Bloggers who review products given to them for free should disclose that fact in some circumstances, but journalists who write reviews for news outlets generally need not do so. That's according to the Federal Trade Commission, which on Monday issued its long-awaited revised guides to testimonials and endorsements.
"The Commission acknowledges that bloggers may be subject to different disclosure requirements than reviewers in traditional media," the FTC said in its written guides.
The guides are not in themselves enforceable, but serve to put marketers on notice about the type of activity the FTC will consider deceptive.
The new guides specify that bloggers should disclose "material connections" to marketers -- including the receipt of free review copies -- when consumers would be surprised to learn of those connections. The guides call for a case-by-case analysis of whether disclosure is required, and provide that factors to be considered include the product's value, whether the blogger routinely receives requests to post reviews, and the blogger's readership.
A blogger who "frequently receives products from manufacturers because he or she is known to have wide readership within a particular demographic group that is the manufacturers' target market" is more likely to be required to disclose a free review copy, the FTC states.
For example, if a marketer gives a college student who blogs about video games a free copy of a new gaming system and asks the student to post a review, the blogger should disclose that he got the system for free, the FTC says. "Because his review is disseminated via a form of consumer-generated media in which his relationship to the advertiser is not inherently obvious, readers are unlikely to know that he has received the video game system free of charge in exchange for his review of the product -- and given the value of the video game system, this fact likely would materially affect the credibility they attach to his endorsement," the agency says. Marketers are expected to inform bloggers when they must disclose that they received gifts, and to monitor sites for compliance.

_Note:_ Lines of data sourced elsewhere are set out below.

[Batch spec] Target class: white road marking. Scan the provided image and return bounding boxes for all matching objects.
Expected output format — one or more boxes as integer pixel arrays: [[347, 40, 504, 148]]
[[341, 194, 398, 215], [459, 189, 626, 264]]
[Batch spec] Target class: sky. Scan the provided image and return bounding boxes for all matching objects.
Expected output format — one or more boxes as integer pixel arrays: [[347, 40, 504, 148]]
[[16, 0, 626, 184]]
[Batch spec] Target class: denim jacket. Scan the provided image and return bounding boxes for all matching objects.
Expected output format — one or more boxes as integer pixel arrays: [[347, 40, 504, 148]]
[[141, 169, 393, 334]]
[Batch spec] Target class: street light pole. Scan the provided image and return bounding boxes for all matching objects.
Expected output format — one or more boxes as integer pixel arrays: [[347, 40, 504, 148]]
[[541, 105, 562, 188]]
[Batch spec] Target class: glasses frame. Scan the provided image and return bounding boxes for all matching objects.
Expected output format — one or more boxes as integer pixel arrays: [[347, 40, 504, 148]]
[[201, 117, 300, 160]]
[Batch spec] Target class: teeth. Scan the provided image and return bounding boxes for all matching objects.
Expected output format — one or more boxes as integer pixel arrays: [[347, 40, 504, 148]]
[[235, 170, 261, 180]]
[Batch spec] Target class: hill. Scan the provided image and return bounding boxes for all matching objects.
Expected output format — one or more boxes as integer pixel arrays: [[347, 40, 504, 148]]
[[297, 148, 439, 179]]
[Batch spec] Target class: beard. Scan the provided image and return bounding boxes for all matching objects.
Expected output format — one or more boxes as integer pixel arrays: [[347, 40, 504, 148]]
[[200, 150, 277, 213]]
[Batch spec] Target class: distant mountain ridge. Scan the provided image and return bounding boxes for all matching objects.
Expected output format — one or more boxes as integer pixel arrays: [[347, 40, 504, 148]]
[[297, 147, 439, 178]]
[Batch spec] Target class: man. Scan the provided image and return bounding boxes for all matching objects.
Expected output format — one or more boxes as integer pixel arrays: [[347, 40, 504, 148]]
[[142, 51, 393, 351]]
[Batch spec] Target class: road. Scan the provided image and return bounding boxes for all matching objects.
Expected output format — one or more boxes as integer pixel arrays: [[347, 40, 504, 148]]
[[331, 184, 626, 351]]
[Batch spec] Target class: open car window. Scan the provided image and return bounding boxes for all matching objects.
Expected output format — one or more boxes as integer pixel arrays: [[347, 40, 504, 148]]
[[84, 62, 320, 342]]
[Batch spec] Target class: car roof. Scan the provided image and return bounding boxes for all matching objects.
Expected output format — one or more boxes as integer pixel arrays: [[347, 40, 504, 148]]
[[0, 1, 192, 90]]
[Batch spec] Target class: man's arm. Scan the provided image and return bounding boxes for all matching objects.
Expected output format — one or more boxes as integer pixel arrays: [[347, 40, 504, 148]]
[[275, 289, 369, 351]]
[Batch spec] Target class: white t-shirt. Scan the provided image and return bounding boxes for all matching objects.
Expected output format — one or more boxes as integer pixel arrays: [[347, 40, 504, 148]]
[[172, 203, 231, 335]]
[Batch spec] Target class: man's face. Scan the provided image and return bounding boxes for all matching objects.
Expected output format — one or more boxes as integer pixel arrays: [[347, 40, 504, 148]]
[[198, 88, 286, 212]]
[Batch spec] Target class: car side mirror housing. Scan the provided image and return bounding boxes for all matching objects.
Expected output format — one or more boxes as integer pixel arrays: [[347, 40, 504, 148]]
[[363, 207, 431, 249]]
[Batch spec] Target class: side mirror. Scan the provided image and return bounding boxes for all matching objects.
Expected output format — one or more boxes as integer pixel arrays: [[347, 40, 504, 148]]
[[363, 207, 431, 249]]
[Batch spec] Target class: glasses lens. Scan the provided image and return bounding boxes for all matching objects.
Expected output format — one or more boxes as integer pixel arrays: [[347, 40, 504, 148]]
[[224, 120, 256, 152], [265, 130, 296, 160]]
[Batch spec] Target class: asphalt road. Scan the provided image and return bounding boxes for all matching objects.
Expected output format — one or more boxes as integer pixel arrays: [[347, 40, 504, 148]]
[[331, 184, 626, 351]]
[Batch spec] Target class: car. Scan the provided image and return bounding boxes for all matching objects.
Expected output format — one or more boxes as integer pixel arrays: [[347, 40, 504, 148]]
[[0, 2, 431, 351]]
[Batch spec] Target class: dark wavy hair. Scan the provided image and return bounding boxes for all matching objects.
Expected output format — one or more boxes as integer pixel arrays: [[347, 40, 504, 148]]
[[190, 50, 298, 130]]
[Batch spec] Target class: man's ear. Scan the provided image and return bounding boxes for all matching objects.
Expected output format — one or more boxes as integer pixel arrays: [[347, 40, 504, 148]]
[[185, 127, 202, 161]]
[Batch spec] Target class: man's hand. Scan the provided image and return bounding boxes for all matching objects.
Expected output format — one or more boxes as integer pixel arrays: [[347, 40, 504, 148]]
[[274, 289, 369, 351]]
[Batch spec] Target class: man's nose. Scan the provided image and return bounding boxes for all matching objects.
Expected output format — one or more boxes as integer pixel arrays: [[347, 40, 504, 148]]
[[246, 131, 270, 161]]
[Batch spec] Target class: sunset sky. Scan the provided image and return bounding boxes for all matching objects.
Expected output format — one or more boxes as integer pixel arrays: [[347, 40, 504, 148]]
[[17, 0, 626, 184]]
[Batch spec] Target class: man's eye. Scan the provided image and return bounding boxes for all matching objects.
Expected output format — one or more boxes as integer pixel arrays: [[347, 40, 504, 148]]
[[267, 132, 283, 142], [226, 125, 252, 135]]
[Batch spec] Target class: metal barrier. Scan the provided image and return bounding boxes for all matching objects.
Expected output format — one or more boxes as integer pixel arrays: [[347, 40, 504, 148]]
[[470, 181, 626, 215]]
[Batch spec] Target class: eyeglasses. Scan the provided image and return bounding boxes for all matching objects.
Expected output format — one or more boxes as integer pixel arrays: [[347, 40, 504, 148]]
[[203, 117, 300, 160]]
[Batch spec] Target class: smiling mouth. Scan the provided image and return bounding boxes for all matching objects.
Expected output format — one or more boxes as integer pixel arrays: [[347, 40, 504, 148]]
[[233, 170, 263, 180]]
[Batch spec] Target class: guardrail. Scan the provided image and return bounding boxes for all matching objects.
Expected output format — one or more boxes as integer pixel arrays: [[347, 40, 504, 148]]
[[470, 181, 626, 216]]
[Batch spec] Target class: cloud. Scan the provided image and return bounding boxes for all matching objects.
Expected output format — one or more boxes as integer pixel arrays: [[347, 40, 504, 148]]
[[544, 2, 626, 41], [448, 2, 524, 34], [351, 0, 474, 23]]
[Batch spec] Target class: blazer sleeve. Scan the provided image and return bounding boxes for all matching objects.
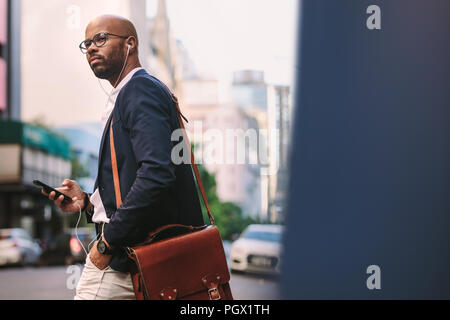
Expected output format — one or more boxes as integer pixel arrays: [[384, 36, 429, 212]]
[[104, 78, 175, 246]]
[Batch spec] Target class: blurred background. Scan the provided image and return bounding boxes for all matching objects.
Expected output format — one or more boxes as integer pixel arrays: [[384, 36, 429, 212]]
[[0, 0, 298, 299]]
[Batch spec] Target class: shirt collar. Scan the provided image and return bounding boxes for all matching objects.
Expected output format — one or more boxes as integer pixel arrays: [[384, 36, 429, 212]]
[[111, 67, 143, 96]]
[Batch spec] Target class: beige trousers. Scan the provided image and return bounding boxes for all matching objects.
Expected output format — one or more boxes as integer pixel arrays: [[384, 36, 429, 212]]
[[74, 255, 136, 300]]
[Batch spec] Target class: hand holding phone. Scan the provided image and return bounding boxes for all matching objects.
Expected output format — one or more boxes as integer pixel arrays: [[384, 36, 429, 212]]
[[33, 180, 72, 203], [33, 179, 84, 212]]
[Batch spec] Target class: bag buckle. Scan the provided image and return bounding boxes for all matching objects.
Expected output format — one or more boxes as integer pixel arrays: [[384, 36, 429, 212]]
[[208, 288, 221, 300]]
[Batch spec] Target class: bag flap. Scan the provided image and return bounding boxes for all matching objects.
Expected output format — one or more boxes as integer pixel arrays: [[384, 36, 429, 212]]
[[129, 226, 230, 299]]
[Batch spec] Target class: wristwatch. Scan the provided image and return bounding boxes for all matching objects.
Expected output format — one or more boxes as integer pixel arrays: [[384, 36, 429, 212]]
[[97, 239, 114, 256]]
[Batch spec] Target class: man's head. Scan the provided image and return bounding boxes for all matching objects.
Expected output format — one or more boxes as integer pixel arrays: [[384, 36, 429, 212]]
[[80, 15, 139, 85]]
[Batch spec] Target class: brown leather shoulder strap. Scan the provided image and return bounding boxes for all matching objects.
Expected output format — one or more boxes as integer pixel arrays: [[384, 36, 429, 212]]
[[109, 88, 214, 225]]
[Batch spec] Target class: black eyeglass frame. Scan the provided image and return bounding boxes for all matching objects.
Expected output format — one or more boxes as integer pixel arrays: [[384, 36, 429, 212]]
[[78, 32, 130, 54]]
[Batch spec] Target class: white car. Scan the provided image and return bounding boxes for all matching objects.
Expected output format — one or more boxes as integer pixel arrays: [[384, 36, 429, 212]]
[[0, 228, 42, 266], [230, 224, 284, 274]]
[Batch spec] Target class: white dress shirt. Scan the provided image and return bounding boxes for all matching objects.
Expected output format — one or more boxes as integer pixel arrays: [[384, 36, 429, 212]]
[[90, 68, 143, 223]]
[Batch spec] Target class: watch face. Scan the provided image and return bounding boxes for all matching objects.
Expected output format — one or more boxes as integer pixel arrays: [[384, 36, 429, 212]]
[[97, 241, 106, 253]]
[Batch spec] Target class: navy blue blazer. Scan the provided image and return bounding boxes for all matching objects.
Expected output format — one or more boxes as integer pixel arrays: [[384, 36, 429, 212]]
[[87, 70, 204, 272]]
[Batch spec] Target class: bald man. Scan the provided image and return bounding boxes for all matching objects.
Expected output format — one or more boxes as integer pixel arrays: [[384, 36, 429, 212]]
[[42, 15, 204, 300]]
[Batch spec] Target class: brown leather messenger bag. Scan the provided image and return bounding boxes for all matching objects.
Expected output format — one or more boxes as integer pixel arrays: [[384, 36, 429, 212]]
[[110, 90, 233, 300]]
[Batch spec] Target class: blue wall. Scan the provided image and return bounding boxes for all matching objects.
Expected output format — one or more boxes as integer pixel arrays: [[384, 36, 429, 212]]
[[282, 0, 450, 299]]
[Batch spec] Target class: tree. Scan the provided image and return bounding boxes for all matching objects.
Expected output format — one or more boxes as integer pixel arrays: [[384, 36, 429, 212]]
[[197, 165, 256, 240]]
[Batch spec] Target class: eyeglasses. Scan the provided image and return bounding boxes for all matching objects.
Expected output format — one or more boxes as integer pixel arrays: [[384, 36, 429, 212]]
[[79, 32, 128, 54]]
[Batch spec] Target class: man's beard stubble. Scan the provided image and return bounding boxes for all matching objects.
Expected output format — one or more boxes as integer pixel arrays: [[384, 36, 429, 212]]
[[92, 54, 122, 80]]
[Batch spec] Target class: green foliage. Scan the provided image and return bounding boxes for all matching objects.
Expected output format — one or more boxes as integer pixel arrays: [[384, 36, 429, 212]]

The FTC is not recommending that news outlets -- newspapers, magazines, television and Internet news sites -- issue similar disclosures. The FTC justifies the distinction by saying that consumers are not likely to care whether people who review items for newspapers or magazines have received free review copies.
Experts in advertising law had mixed reactions to the guides. Jeff Greenbaum called the FTC's position "troubling," saying that it could create confusion among marketers. "This issue is going to take a long time to sort itself out," says Greenbaum, an advertising and marketing lawyer with Frankfurt Kurnit Klein & Selz. The new guides, he says, could result in marketers being judged differently "depending on whether they send free products to Cnet or to an individual consumer blogger."
But Georgetown law professor Rebecca Tushnet says the distinction between consumer-bloggers and professional reviewers makes sense because Web sites do not necessarily reflect the identity of the creators. "That is a sufficient difference to justify a paid disclosure requirement." She adds that news companies often self-regulate via ethics codes.
The guides also clarify that marketers do not need to be concerned about spontaneous conversations between consumers. "The fundamental question is whether, viewed objectively, the relationship between the advertiser and the speaker is such that the speaker's statement can be considered 'sponsored' by the advertiser and therefore an 'advertising message'," the agency wrote. "A consumer who purchases a product with his or her own money and praises it on a personal blog or on an electronic message board will not be deemed to be providing an endorsement."
John Feldman, an advertising lawyer at Reed Smith, says that these statements should reassure some marketers who had been worried that they might be held responsible for comments about their products.